A biomarker is an objective measure (e.g., classically a genomic/transcriptomic/epigenomic alteration, gene, protein, metabolite, or their groups), typically used to predict the incidence of disease, its progression, or treatment outcome (Strimbu and Tavel, 2010; McDermott et al., 2013). In the context of oncology, biomarkers are classically used for cancer risk assessment and screening, tumor staging, disease recurrence, selection of initial therapy, alternative therapy choices, and monitoring for therapeutic toxicities (Ludwig and Weinstein, 2005). While employed in clinical use, the existing biomarkers are still sparse and suffer from issues of reproducibility and heterogeneity, alongside a lack of understanding of their underlying regulatory mechanisms (Ludwig and Weinstein, 2005; Boutros, 2015).

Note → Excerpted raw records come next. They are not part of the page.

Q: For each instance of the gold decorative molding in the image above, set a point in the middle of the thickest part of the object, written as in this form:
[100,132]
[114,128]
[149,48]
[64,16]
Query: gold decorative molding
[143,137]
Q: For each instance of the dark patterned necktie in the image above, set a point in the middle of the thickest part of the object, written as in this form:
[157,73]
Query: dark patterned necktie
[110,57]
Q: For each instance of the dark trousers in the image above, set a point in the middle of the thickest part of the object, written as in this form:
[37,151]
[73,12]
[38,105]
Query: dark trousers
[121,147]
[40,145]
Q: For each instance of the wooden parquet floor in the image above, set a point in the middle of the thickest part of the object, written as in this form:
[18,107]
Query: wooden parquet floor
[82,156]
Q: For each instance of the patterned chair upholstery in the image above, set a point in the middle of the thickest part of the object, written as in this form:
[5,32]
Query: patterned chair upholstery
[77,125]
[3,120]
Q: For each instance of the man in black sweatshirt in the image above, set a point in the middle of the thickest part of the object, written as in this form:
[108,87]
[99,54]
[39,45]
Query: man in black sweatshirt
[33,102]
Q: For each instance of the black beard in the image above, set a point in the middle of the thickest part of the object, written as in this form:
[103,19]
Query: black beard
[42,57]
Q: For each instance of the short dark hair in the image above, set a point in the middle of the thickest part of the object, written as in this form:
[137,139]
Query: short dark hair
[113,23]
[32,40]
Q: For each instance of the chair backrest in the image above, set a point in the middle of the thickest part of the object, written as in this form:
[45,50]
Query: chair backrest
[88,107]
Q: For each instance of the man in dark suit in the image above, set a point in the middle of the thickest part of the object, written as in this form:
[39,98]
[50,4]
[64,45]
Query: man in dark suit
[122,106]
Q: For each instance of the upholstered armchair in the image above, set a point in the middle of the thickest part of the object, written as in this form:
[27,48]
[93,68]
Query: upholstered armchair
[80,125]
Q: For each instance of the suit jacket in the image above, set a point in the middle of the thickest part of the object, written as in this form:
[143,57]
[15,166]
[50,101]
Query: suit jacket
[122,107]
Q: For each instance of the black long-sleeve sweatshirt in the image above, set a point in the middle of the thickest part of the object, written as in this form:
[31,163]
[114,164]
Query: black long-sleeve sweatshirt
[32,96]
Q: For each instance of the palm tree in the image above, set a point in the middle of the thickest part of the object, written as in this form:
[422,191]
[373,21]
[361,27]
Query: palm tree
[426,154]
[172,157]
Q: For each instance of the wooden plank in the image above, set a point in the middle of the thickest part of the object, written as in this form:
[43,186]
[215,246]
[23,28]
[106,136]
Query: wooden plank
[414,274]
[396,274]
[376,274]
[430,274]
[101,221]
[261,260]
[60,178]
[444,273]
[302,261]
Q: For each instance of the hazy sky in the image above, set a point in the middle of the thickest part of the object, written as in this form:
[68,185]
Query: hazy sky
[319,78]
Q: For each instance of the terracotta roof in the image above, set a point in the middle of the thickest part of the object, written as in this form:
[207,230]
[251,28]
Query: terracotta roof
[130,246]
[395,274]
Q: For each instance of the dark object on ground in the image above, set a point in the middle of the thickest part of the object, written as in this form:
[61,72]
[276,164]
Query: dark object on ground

One of the reasons for such a knowledge gap is the fact that the majority of biomarkers are identified from gene-centric approaches (we will refer to gene/protein/metabolite etc.,-centric approaches as gene-centric approaches for simplicity), where either a specific gene is investigated (based on previous biological assumptions) or a gene(s) is selected based on differential behavior without connection to the upstream and downstream molecular mechanisms. Gene-centric findings are often limited in mechanistic interpretability and connectivity to other molecular processes, positioning such biomarkers as passengers, rather than drivers, of the biological process and thus are often dataset specific (Michiels et al., 2005; Chng et al., 2016).
In classical gene-centric approaches, genes (without their connections to one another or underlying mechanisms) are utilized as inputs into white- and black-box statistical and machine learning models, which have been successfully applied to identify gene-centric markers in breast cancer (van’t Veer et al., 2002; Wang et al., 2005; Zhang et al., 2013), lung cancer (Beer et al., 2002), multiple myeloma (Shaughnessy et al., 2007; Kuiper et al., 2012), colon cancer (Zhang et al., 2001; Yan et al., 2012), and prostate cancer (Garzotto et al., 2005; Erho et al., 2013), among many others. It is important to note that in white-box models (e.g., linear regression and decision trees) the relationship between input variables (i.e., genes) and output variables (i.e., disease outcomes) is understandable/explainable as they often identify linear or monotonic relationships (Zhang et al., 2001; Garzotto et al., 2005; Rosenfeld et al., 2008; Huo et al., 2017; Panja et al., 2018). On the other hand, black-box models (e.g., neural networks, gradient boosting, or ensemble models such as random forest) are able to capture non-linear/non-monotonic relationships, yet often suffer from model interpretability and subsequent limited clinical adoption (Wang et al., 2009; Ayer et al., 2010; Zhang et al., 2013). Even though both white- and black-box learning are excellent tools for predictive modeling, they mostly capture associative relationships when applied as gene-centric approaches and often miss the complexity of mechanisms inherent in biological systems, especially in the context of cancer.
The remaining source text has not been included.